Two Girls Down(18)
Then came the other five. Vega squatted and pulled her jacket back so they could see the gun.
“Just don’t,” she said.
She wound the chain around Haas’s neck and cinched it like a leash. He coughed and choked. The two on the ground stirred and moaned.
“Fuck you, bitch,” said one of the five, coming at her.
“I’m telling you, don’t,” she said, her right hand on the gun, her left pulling the chain choking Haas at her feet. “You want to die for a guy you met a couple of months ago?”
He stayed where he was.
She started to pull Haas across the lot. At first he coughed and sputtered, pried his fingers underneath the chain to distance it from his neck, his legs twisted up over his crotch.
“Kick your legs,” she said.
Haas grunted and tried to ball up.
Vega yanked the chain and leaned her head over him.
“Kick your legs; I can’t pull you on your ass the whole way.”
He kicked, crab walking, still trying to pull at the chain. Vega saw it was starting to tear the skin on his neck. She didn’t stop moving until she got to her car, and then she dropped him on the pavement.
Haas coughed and fell flat on his back, squirming. Vega examined her key chain to find the little icon of the open trunk and pressed it. Haas lifted his head and tried to speak. Vega straddled him.
“Don’t say anything,” she said.
She wrapped a bungee cord quickly around his wrists and tried to pull him up.
“Stand. Stand now,” she said.
His limbs were gummy, and he kept folding down to his knees. Shock, she thought.
Vega hoisted him up under the arms and pushed him into the trunk, then lifted his legs in. He started to breathe deeply, the color coming back into his face from being choked.
“Who are you, who the fuck are you?” he said.

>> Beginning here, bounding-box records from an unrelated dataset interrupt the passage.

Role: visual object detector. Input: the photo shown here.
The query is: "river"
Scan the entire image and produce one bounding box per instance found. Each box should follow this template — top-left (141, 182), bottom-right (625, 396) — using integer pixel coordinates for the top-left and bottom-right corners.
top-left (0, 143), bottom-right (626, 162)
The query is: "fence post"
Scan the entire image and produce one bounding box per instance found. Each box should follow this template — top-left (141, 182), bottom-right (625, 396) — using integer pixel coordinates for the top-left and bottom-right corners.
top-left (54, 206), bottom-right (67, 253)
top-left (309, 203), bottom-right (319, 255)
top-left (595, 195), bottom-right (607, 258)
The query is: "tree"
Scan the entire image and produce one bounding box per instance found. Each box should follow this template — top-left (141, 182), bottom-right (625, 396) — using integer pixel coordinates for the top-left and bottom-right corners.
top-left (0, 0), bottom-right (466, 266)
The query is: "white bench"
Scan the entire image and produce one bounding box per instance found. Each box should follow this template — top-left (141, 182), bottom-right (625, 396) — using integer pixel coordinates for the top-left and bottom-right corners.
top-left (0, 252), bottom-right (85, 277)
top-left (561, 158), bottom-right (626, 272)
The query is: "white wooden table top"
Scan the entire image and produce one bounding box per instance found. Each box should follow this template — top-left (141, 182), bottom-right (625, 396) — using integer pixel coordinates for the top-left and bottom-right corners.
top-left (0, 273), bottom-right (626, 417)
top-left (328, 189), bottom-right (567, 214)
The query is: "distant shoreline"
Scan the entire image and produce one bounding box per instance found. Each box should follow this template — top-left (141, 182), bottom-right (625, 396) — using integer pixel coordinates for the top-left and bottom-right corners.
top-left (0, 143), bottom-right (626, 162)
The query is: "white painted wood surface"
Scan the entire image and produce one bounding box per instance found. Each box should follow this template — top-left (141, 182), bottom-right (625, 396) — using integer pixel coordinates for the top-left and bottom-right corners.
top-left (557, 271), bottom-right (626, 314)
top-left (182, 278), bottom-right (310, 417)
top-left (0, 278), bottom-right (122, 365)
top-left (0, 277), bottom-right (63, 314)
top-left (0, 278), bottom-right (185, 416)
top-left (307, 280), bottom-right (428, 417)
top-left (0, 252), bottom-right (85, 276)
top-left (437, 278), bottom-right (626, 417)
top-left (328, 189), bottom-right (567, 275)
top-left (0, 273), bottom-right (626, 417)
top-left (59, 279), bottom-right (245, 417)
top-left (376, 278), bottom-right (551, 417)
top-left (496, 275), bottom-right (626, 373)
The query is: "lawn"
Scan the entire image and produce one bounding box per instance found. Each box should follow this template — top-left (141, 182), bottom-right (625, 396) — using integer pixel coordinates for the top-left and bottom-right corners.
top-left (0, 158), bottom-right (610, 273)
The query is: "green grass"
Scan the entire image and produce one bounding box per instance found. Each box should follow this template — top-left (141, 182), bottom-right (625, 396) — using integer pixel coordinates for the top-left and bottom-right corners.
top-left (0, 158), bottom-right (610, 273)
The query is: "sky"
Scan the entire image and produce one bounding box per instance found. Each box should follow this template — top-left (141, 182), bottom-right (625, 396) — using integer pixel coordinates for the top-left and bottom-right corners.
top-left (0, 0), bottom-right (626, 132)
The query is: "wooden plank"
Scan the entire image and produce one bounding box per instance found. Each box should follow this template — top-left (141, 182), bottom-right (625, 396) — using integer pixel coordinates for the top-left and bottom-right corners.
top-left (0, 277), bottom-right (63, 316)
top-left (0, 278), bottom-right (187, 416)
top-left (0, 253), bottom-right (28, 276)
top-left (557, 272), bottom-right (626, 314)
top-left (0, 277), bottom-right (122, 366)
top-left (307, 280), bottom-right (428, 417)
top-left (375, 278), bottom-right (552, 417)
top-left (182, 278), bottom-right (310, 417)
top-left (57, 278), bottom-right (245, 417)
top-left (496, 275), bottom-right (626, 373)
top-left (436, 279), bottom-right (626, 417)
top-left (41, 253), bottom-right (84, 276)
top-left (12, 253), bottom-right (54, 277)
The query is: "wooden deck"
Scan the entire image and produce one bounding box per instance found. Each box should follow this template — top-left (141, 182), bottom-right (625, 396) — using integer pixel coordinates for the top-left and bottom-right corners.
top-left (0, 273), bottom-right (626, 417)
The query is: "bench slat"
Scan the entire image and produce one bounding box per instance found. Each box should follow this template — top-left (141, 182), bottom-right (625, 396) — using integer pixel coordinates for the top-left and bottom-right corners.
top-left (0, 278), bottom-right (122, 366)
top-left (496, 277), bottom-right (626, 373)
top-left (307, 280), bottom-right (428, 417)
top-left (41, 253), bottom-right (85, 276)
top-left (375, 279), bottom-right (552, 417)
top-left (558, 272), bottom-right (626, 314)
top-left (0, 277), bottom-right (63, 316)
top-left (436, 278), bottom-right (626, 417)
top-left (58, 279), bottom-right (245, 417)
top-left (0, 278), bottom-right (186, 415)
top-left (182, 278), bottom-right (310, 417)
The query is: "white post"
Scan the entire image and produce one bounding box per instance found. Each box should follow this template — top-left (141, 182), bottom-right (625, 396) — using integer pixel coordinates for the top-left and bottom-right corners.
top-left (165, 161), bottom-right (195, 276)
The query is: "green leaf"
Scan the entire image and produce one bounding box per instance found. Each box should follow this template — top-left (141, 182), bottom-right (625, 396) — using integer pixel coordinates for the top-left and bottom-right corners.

She thought of what Perry would say, what he always said when some deadbeat skip asked him who he was, but she was too preoccupied to deliver the line, to really give it the nice spin Perry used to. She slammed the trunk closed. She got in the driver’s seat and heard him screaming.
“Fucking bitch! I’m-a fuckin’ kill you! Let me out!”
She looked at the fruit basket on the seat next to her.
—
Alice Vega had left Cap in a strange mood. He’d written another email to Brandon Haas’s brother and talked to his former landlady, who said he’d left no forwarding address but that he had left the bathroom filthy. Cap had quit soon afterward and found himself reading up on the Brandt girls. Disappeared from a car in a parking lot. Police were talking with witnesses who thought they may have seen the girls get into a car across the street from the mall, but the articles had no further detail.
He watched a few clips from the news; they were all variations on the same story; even the on-location anchorpeople looked the same in bland suits and product-sculpted hair. The mother had given a statement. She looked familiar to Cap even though he was sure they’d never met. She looked like folks around Denville, especially Black Creek, not a terrible neighborhood but one where you wouldn’t be surprised to see people doing the extended handshake of a drug deal on the sidewalk.
In the clip she wore pink lipstick and eyeshadow, as if she could attract more attention to the case by being brightly made-up. A white blouse that was too small, stretching at the buttons between her breasts.
“I just ask you to please call the police if you know anything about my girls,” she said, her voice shaking. “And if you got them, just drop them off where they can make a phone call and you can, you can go about your business.”
She paused and looked down. An older woman behind her put her hand on her shoulder.
The mother looked back up with tears spilling down her face, trailing lines of gray mascara, and said, “Bailey has asthma and needs her sprays.”
Cap hit Pause and closed his laptop. If I am not looking at it, it does not exist.
After a moment he opened the laptop again, this time typing “Alice Vega California” into Google.
A ton of hits, news items from three years ago popped up. The Sacramento Bee in California:
11-year-old Ethan Moreno of Modesto was found alive three weeks after he had been abducted, chained to a sink in a West Halsey home.
Central California–based bounty hunter Alice Vega discovered the boy and apprehended one of his captors, 27-year-old Quincy-Ray Day. Vega stands to collect the $100,000 reward from the FBI as well as an undisclosed sum from Moreno’s family.
He skimmed through other articles: how she found a teenage girl who’d run away from her rich parents to marry her boyfriend in Reno. A few more: just the mention of her name; she’d been brought in to assist police representing private clients in San Francisco, Los Angeles, Phoenix, Chicago, New York. Not a kid she couldn’t find.
Cap smiled, filled with an unnamable excitement. He couldn’t place the feeling, except he remembered once walking with his mother in Greenwich Village when she’d dropped her keys, and a short, dark-haired man picked them up and handed them to her. She thanked him and he nodded, kept on his way, and she stopped and faced Cap and said, suddenly breathless, “Was that Al Pacino? Did you see him, Maxie? Was that him? I think that was him.”
—
Nell got into the car with four backpacks and duffel bags and threw them into the backseat.